Vertical Feature Selection

Introduction

Feature selection relies on the output of algorithm VerticalBinningWoeIV and VerticalPearson.

The operator consists of three stages:

  1. Vertical Binning Woe IV

  2. Vertical Pearson

  3. Performing feature selection based on the results of the above two steps.

Parameters List

The parameters given below is only for feature selection.

identity: str The role of each participant in federated learning, should be label_trainer or trainer.

model_info:
  • name: str Model name, should be vertical_feature_selection.

input:
  • trainset:
    • type: str Train dataset type, currently supported is csv.

    • path: str The folder path of train dataset.

    • name: str The file name of train dataset.

    • has_id: bool Whether the dataset has id column.

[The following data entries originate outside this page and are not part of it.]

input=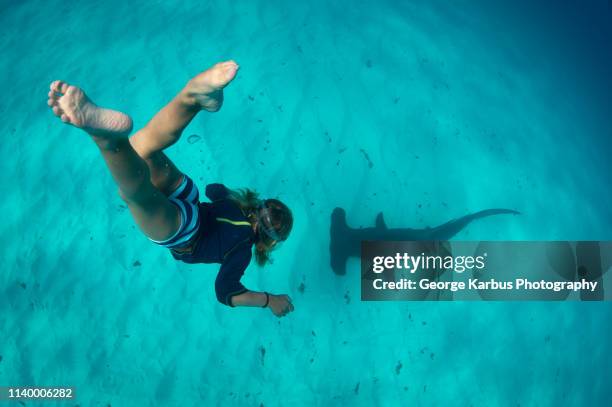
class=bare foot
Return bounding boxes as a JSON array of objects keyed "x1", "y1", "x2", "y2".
[
  {"x1": 182, "y1": 60, "x2": 239, "y2": 112},
  {"x1": 47, "y1": 81, "x2": 133, "y2": 138}
]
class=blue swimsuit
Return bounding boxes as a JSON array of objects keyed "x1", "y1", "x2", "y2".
[{"x1": 151, "y1": 175, "x2": 255, "y2": 307}]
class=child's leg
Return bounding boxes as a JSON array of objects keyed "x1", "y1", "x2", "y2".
[
  {"x1": 47, "y1": 81, "x2": 180, "y2": 242},
  {"x1": 129, "y1": 61, "x2": 239, "y2": 195}
]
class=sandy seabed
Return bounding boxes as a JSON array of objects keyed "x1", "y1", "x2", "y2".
[{"x1": 1, "y1": 0, "x2": 611, "y2": 405}]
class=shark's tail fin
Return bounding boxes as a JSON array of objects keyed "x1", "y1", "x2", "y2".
[
  {"x1": 432, "y1": 208, "x2": 520, "y2": 240},
  {"x1": 468, "y1": 208, "x2": 521, "y2": 218},
  {"x1": 330, "y1": 208, "x2": 350, "y2": 275}
]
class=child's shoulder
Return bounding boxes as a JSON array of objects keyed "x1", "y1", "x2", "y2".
[{"x1": 205, "y1": 183, "x2": 229, "y2": 201}]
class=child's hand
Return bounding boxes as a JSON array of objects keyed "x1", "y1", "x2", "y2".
[{"x1": 268, "y1": 294, "x2": 294, "y2": 317}]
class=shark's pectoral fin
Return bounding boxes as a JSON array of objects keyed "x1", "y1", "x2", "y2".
[{"x1": 376, "y1": 212, "x2": 387, "y2": 229}]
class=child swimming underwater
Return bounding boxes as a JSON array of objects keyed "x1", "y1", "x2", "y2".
[{"x1": 47, "y1": 61, "x2": 295, "y2": 317}]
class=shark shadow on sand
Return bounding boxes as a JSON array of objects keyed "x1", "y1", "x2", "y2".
[{"x1": 329, "y1": 207, "x2": 520, "y2": 275}]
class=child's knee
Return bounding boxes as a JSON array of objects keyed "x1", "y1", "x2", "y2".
[{"x1": 118, "y1": 185, "x2": 144, "y2": 203}]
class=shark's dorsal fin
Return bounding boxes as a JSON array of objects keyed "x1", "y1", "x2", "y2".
[{"x1": 376, "y1": 212, "x2": 387, "y2": 229}]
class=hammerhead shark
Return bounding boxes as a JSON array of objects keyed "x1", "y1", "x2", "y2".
[{"x1": 330, "y1": 207, "x2": 519, "y2": 275}]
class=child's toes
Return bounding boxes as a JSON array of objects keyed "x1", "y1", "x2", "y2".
[
  {"x1": 50, "y1": 80, "x2": 62, "y2": 92},
  {"x1": 50, "y1": 80, "x2": 69, "y2": 94},
  {"x1": 52, "y1": 105, "x2": 64, "y2": 117},
  {"x1": 48, "y1": 92, "x2": 60, "y2": 105}
]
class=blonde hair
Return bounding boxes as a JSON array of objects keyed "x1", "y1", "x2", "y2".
[{"x1": 227, "y1": 188, "x2": 293, "y2": 266}]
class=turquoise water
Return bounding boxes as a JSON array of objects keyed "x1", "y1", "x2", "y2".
[{"x1": 1, "y1": 0, "x2": 611, "y2": 405}]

    • has_label: bool Whether the dataset has label column.

  • valset:
    • type: str Train dataset type, currently supported is csv.

    • path: str The folder path of train dataset.

    • name: str The file name of train dataset.

    • has_id: bool Whether the dataset has id column.

    • has_label: bool Whether the dataset has label column.

  • iv_result:
    • path: str Folder path of the iv_result from VerticalBinningWoeIV.

    • name: str Model file name.

  • corr_result:
    • path: str Folder path of the result from VerticalPearson.

    • name: str Model file name.

output:
  • path: str Output folder path.

  • model:
    • name: str File name of output model.

  • trainset:
    • name: str File name of train dataset after feature selection.

  • valset:
    • name: str File name of validation dataset after feature selection.

train_info:
  • train_params:
    • filter:
      • common:
        • metrics: str Metric type, currently supported is iv.

        • filter_method: str Feature filtering method, currently supported is threshold.

        • threshold: float Threshold for filtering if the filter_method is threshold.

      • correlation:
        • sort_metric: str Sorting (descending) metric before the correlated filtering, currently supported is iv.

        • correlation_threshold: float Threshold for correlated filtering.